During my time in Italy, I realized just how much I enjoyed teaching others English. Once I was back in the U.S., my interest in foreign languages and cultures broadened. I found a program at my university called the English Language Institute (ELI), which allowed me to take Italian classes, participate in Italian Club, practice in conversation groups, and become a conversation partner to foreign exchange students. These experiences supported what I felt in Italy—I wanted to do this full time.

Taking A Leap

One of my ELI professors chatted with me about using my experiences from Italy and the ELI program to become an English teacher abroad—instead of going straight to grad school. But what about my career as a SLP?!

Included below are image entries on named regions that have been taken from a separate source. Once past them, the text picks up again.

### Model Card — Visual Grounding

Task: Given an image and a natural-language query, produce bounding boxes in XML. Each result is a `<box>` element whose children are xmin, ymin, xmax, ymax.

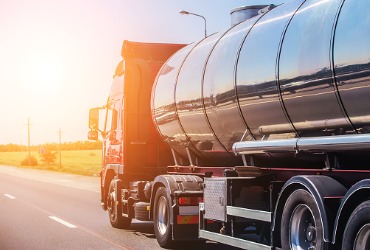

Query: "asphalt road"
<box><xmin>0</xmin><ymin>166</ymin><xmax>237</xmax><ymax>250</ymax></box>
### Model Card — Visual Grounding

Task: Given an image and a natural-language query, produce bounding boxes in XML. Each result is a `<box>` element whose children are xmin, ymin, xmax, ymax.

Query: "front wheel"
<box><xmin>342</xmin><ymin>201</ymin><xmax>370</xmax><ymax>250</ymax></box>
<box><xmin>281</xmin><ymin>189</ymin><xmax>328</xmax><ymax>250</ymax></box>
<box><xmin>153</xmin><ymin>187</ymin><xmax>174</xmax><ymax>248</ymax></box>
<box><xmin>107</xmin><ymin>180</ymin><xmax>131</xmax><ymax>229</ymax></box>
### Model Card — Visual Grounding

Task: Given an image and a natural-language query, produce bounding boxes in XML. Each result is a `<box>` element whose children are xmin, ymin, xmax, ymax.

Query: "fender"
<box><xmin>332</xmin><ymin>179</ymin><xmax>370</xmax><ymax>244</ymax></box>
<box><xmin>272</xmin><ymin>175</ymin><xmax>347</xmax><ymax>247</ymax></box>
<box><xmin>149</xmin><ymin>175</ymin><xmax>203</xmax><ymax>222</ymax></box>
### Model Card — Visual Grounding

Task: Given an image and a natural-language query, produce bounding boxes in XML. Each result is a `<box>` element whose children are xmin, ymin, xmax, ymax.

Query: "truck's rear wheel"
<box><xmin>107</xmin><ymin>180</ymin><xmax>131</xmax><ymax>229</ymax></box>
<box><xmin>342</xmin><ymin>201</ymin><xmax>370</xmax><ymax>250</ymax></box>
<box><xmin>153</xmin><ymin>187</ymin><xmax>174</xmax><ymax>248</ymax></box>
<box><xmin>281</xmin><ymin>189</ymin><xmax>327</xmax><ymax>250</ymax></box>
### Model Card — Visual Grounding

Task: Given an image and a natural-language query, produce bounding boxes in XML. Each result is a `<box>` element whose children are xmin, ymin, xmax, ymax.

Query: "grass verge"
<box><xmin>0</xmin><ymin>150</ymin><xmax>102</xmax><ymax>176</ymax></box>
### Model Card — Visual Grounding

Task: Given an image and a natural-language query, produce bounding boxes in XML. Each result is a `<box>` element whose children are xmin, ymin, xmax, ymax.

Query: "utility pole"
<box><xmin>59</xmin><ymin>128</ymin><xmax>62</xmax><ymax>168</ymax></box>
<box><xmin>27</xmin><ymin>117</ymin><xmax>31</xmax><ymax>166</ymax></box>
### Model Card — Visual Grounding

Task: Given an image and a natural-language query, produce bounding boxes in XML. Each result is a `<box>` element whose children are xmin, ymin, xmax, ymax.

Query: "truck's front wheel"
<box><xmin>107</xmin><ymin>179</ymin><xmax>131</xmax><ymax>229</ymax></box>
<box><xmin>153</xmin><ymin>187</ymin><xmax>174</xmax><ymax>248</ymax></box>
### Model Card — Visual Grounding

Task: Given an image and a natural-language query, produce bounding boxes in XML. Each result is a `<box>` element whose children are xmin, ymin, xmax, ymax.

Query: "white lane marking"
<box><xmin>4</xmin><ymin>194</ymin><xmax>15</xmax><ymax>200</ymax></box>
<box><xmin>49</xmin><ymin>216</ymin><xmax>76</xmax><ymax>228</ymax></box>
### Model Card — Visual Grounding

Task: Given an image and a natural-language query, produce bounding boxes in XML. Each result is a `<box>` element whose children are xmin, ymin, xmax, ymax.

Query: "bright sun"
<box><xmin>24</xmin><ymin>55</ymin><xmax>61</xmax><ymax>97</ymax></box>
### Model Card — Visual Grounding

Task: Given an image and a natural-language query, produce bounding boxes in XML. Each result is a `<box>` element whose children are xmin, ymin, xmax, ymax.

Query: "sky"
<box><xmin>0</xmin><ymin>0</ymin><xmax>281</xmax><ymax>145</ymax></box>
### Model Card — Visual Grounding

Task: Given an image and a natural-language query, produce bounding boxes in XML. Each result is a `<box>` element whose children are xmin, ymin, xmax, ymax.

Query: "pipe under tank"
<box><xmin>152</xmin><ymin>0</ymin><xmax>370</xmax><ymax>166</ymax></box>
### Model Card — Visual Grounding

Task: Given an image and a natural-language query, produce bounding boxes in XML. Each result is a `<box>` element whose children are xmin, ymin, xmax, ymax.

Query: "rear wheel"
<box><xmin>342</xmin><ymin>201</ymin><xmax>370</xmax><ymax>250</ymax></box>
<box><xmin>107</xmin><ymin>180</ymin><xmax>131</xmax><ymax>229</ymax></box>
<box><xmin>281</xmin><ymin>189</ymin><xmax>327</xmax><ymax>250</ymax></box>
<box><xmin>153</xmin><ymin>187</ymin><xmax>174</xmax><ymax>248</ymax></box>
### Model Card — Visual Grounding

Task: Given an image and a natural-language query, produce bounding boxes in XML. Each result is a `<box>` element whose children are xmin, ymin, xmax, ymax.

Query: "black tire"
<box><xmin>153</xmin><ymin>187</ymin><xmax>174</xmax><ymax>248</ymax></box>
<box><xmin>281</xmin><ymin>189</ymin><xmax>328</xmax><ymax>250</ymax></box>
<box><xmin>342</xmin><ymin>201</ymin><xmax>370</xmax><ymax>250</ymax></box>
<box><xmin>107</xmin><ymin>180</ymin><xmax>131</xmax><ymax>229</ymax></box>
<box><xmin>135</xmin><ymin>202</ymin><xmax>150</xmax><ymax>221</ymax></box>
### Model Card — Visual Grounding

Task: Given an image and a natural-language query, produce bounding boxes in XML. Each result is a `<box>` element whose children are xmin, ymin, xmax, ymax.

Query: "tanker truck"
<box><xmin>88</xmin><ymin>0</ymin><xmax>370</xmax><ymax>249</ymax></box>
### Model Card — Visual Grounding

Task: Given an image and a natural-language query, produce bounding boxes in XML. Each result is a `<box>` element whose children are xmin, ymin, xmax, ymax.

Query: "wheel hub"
<box><xmin>289</xmin><ymin>204</ymin><xmax>316</xmax><ymax>250</ymax></box>
<box><xmin>306</xmin><ymin>226</ymin><xmax>316</xmax><ymax>241</ymax></box>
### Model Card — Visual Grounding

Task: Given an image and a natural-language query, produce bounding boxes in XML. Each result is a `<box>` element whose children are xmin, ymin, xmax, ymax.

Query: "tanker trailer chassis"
<box><xmin>199</xmin><ymin>135</ymin><xmax>370</xmax><ymax>249</ymax></box>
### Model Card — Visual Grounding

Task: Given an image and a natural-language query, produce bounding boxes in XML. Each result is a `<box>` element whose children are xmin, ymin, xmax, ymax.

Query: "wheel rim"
<box><xmin>353</xmin><ymin>224</ymin><xmax>370</xmax><ymax>250</ymax></box>
<box><xmin>289</xmin><ymin>204</ymin><xmax>316</xmax><ymax>250</ymax></box>
<box><xmin>157</xmin><ymin>196</ymin><xmax>168</xmax><ymax>235</ymax></box>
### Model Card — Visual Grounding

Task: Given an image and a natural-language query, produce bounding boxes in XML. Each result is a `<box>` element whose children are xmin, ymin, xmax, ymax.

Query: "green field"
<box><xmin>0</xmin><ymin>150</ymin><xmax>102</xmax><ymax>176</ymax></box>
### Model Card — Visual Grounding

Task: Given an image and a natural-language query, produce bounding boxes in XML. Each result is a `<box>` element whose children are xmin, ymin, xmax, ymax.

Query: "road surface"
<box><xmin>0</xmin><ymin>166</ymin><xmax>237</xmax><ymax>250</ymax></box>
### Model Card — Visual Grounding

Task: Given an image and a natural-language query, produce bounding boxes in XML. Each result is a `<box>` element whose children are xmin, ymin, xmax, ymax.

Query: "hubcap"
<box><xmin>289</xmin><ymin>204</ymin><xmax>316</xmax><ymax>250</ymax></box>
<box><xmin>353</xmin><ymin>224</ymin><xmax>370</xmax><ymax>250</ymax></box>
<box><xmin>157</xmin><ymin>196</ymin><xmax>168</xmax><ymax>235</ymax></box>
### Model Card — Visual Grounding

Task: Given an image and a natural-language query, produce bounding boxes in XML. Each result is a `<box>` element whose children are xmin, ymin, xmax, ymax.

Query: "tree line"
<box><xmin>0</xmin><ymin>140</ymin><xmax>102</xmax><ymax>152</ymax></box>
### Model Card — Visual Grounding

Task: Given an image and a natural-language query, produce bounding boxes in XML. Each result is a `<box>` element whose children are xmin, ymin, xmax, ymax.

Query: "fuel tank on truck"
<box><xmin>152</xmin><ymin>0</ymin><xmax>370</xmax><ymax>166</ymax></box>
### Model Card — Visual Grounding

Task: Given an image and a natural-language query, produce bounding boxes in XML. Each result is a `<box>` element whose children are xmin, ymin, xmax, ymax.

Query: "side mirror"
<box><xmin>87</xmin><ymin>130</ymin><xmax>99</xmax><ymax>141</ymax></box>
<box><xmin>89</xmin><ymin>108</ymin><xmax>100</xmax><ymax>132</ymax></box>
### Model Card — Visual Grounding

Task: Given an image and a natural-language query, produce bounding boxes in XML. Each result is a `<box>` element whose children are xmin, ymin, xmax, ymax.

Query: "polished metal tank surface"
<box><xmin>152</xmin><ymin>0</ymin><xmax>370</xmax><ymax>166</ymax></box>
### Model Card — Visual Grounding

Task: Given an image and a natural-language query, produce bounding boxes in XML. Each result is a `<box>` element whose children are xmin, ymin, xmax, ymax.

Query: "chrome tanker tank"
<box><xmin>152</xmin><ymin>0</ymin><xmax>370</xmax><ymax>168</ymax></box>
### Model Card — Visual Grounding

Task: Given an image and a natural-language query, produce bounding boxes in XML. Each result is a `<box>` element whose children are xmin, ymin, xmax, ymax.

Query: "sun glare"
<box><xmin>24</xmin><ymin>53</ymin><xmax>61</xmax><ymax>98</ymax></box>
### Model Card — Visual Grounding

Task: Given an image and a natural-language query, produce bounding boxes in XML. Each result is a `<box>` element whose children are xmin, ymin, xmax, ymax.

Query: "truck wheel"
<box><xmin>135</xmin><ymin>202</ymin><xmax>150</xmax><ymax>221</ymax></box>
<box><xmin>281</xmin><ymin>189</ymin><xmax>328</xmax><ymax>250</ymax></box>
<box><xmin>153</xmin><ymin>187</ymin><xmax>174</xmax><ymax>248</ymax></box>
<box><xmin>342</xmin><ymin>201</ymin><xmax>370</xmax><ymax>250</ymax></box>
<box><xmin>107</xmin><ymin>180</ymin><xmax>131</xmax><ymax>229</ymax></box>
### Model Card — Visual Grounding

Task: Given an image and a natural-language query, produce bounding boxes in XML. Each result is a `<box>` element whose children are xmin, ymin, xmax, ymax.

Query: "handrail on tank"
<box><xmin>233</xmin><ymin>134</ymin><xmax>370</xmax><ymax>155</ymax></box>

I confided in trusted professors and supervisors and confessed my fears of losing the knowledge I’d worked so hard to gain in my CSD classes, as well as the relationships I’d made in the department and among my peers. Their opinions were a resounding, “go!” They knew this experience would make me a stronger clinician and reassured me that everything would still be here for me when I got back. I agreed and took the leap.

My Gap Year

After finishing my undergraduate program, I moved to Rome for a gap year before applying to graduate school. Well… two gap years!

In Italy, I worked as an ESL instructor in a high school, private English institutions, and a preschool, as well as through private group and individual lessons. The diversity of my students was staggering and unexpected. Often, I’d begin my day teaching 14-year-olds how to properly structure an argumentative essay and end the day teaching adults about proper phrases and greetings to use in a restaurant or party. I worked with singers and actors for accent reduction—even collaborated on song translations with an underground rock group!

Nourish to Flourish

When reflecting on my first semester of grad school and my first independent clinical experience, I’m certain my time as an ESL instructor allowed me to flourish in my clinical abilities. The sensitivity and creativity that was required of me as an ESL Instructor is an integral part of our field. Most importantly, our focus will be on each individual client and their success, both inside and outside of their sessions.

Moving to a foreign country can truly open up a whole new world for you–it did for me! As a student, it sparked new flames for knowledge. As a clinician, it heightened my awareness for culturally and linguistic different people. As a person, it deepened my appreciation for others who were different from me. So, take that chance… jump into the unknown. You’ll be surprised at the impact it’ll have on your life!

2 Comments

  1. Fiona January 23, 2018 at 8:27 pm

    Learning to work with all ages before grad school practicum is such an asset, too. After many years of working with the geriatric population in SNFs and hospitals, my first semester practicum in a pediatric clinic with children with severe, multiple varying disabilities was extremely difficult. No amount of curriculum prepares you for working with a population that’s foreign to you. Grad schools value it, and there’s not one person in my class without some applicable work experience. Great article!

    Reply
    1. Elizabeth Kaurich January 23, 2018 at 10:32 pm

      Thanks Fiona! We are so fortunate to be able to serve such a vast population with innumerable etiologies and backgrounds, so any experience to help us understand our clients is essential to me. As a new clinician, I am currently working with younger adults with varying cognitive disabilities and I agree that everyday you learn something new from your clients that helps you become a better communication champions for them. I’m fortunate to be exposed to a lot of varying placements early on in my first year graduate program. All the best to you!